1. You always have to make excuses when your friends wanna hang out and do things that involve actually spending money…
2. …or you suggest boring activities that won’t cost anything.
3. This is pretty much what your diet consists of. Breakfast, lunch, dinner. Every single day. Always.
4. You’ve wondered how necessary it really is to eat every day.
5. You’ve also calculated just how many jobs you can fit into your schedule if you forgo sleep entirely.
6. You don’t know what it feels like to actually have money in your bank account, because as soon as you get paid, it all goes towards your bills.

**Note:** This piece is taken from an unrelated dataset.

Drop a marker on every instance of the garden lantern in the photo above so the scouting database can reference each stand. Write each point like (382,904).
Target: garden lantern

7. The highlight of your day is finding a quarter on the ground.
8. You’ve gotten crafty when it comes to saving on gas.
9. In fact, you’ve started walking home from work to save on gas. It’s about 10 miles, but no biggie.
10. Forget replacing clothing. If they can be sewn, patched, stapled, etc. you will wear those same pair of jeans until they no longer fit or you die.
11. You never bother paying for full-sized condiments…
12. And all of the toiletries in your bathroom are just tons of free samples.
13. You’ve gotten pretty good at cutting your own hair. Or at least that’s the lie you tell yourself.
14. You don’t get mad at the old lady paying for her groceries with a bag of pennies, because you’re about to do the same.
15. Who needs medical care and fancy doctor office visits when you’ve got the Internet to diagnose your ailments?
16. You want to punch people in the face when they say money can’t buy happiness.